# DATA PRE-PROCESSING
    Eliminating noise from dataset
    Dataset : https://www.kaggle.com/c/titanic/data
    'Survived' is to be predicted. 'train.csv' is used below.

In [1]:
import numpy as np
import matplotlib.pyplot as plt
import pandas as pd

Here we load dataset stored in csv format using Pandas library

In [2]:
data_set = pd.read_csv('train.csv')
data_set.head()

Unnamed: 0,PassengerId,Survived,Pclass,Name,Sex,Age,SibSp,Parch,Ticket,Fare,Cabin,Embarked
0,1,0,3,"Braund, Mr.

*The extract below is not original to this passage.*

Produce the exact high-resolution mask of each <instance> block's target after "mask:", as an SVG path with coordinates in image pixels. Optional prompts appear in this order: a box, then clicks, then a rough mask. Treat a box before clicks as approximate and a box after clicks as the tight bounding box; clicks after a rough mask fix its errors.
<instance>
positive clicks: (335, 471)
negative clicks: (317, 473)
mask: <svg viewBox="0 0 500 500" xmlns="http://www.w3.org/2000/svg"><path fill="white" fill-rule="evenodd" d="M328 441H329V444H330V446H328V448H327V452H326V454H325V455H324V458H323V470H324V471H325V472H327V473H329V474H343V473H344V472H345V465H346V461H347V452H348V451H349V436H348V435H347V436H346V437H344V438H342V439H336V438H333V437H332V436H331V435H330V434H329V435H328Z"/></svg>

Owen Harris",male,22.0,1,0,A/5 21171,7.25,,S
1,2,1,1,"Cumings, Mrs. John Bradley (Florence Briggs Th...",female,38.0,1,0,PC 17599,71.2833,C85,C
2,3,1,3,"Heikkinen, Miss. Laina",female,26.0,0,0,STON/O2. 3101282,7.925,,S
3,4,1,1,"Futrelle, Mrs. Jacques Heath (Lily May Peel)",female,35.0,1,0,113803,53.1,C123,S
4,5,0,3,"Allen, Mr. William Henry",male,35.0,0,0,373450,8.05,,S


We create a dataframe using same the library Pandas for the dataset we loaded.
The statement X = df.iloc[:, df.columns!='Survived'] is also creating a dataframe having Data for all features except 'Survived'.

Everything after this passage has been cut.